Prior to the start of last season, much was made about the dreadful Pittsburgh Steelers pass rush and how the front seven needed to get back to its attack ways getting to the quarterback consistently.
Although the Steelers recorded 48 sacks last season — the third-most sacks in the NFL — there is still plenty of concern regarding this season’s pass rush, mainly with the state of the outside linebacker picture still a bit murky.
That’s where Cameron Heyward and Stephon Tuitt come into the picture.
Hewyard (7.0) and Tuitt (6.5) combined for 13.5 sacks last season — roughly 28 percent of the team sacks from last season. A lot of that had to do with defensive coordinator Keith Butler allowing the bookends to become attacking defenders instead of worrying about occupying gaps and blockers.
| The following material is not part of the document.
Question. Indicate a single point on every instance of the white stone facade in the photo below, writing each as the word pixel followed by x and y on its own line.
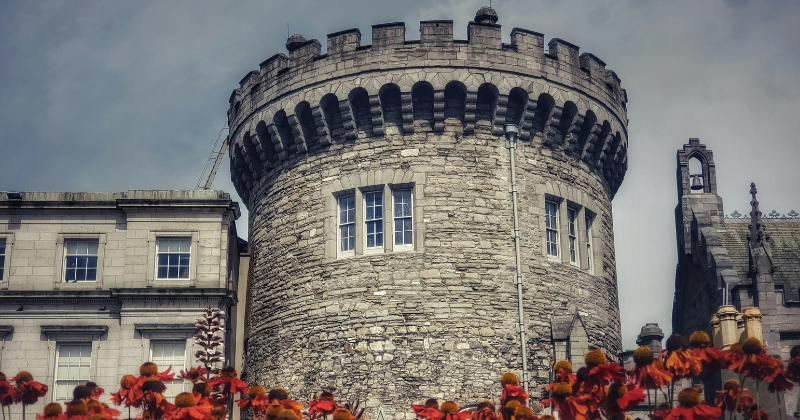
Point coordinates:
pixel 127 309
By turning them loose, the front seven took a major step forward. Now, Heyward and Tuitt might have to do a bit more to help make the defense as a whole that much better.
Is it out of the question to ask the two defensive ends to push their individual sacks totals closer to 10.0 this season? I don’t think it’s out of the question, and in fact, I think it’s certainly doable, especially with the addition of rookie Javon Hargrave in the middle.
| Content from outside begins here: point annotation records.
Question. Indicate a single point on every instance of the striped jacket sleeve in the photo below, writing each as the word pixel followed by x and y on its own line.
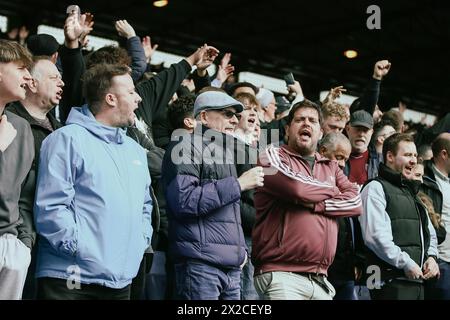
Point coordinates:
pixel 292 186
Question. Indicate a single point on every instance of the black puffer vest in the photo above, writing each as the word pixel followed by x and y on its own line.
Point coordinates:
pixel 407 216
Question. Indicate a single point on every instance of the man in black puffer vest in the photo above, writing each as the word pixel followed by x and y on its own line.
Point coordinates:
pixel 396 228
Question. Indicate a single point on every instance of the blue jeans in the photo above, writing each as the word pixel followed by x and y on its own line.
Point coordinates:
pixel 439 289
pixel 199 281
pixel 248 291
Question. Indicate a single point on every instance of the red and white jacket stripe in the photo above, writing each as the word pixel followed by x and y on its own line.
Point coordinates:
pixel 289 236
The rookie nose tackle should draw more interest in the base defense, but he’ll also be able to keep Heyward and Tuitt fresh throughout games and the rest of the season, possibly allowing the two to rush the passer with more consistency each and every week.
Should Heyward and Tuitt get closer to 10.0 sacks each, it will make the defense that much better this season. They might not increase the overall total of the team, but by becoming potentially dominant pass rushers could allow Butler to focus more on coverage issues, which should only help the backend improve.
While the focus should rightfully on guys like Bud Dupree, Jarvis Jones, James Harrison and Arthur Moats when it comes to rushing the passer off the edge, my focus will be on Heyward and Tuitt. How they get after the QB could play a major role in the success/failure of the defense.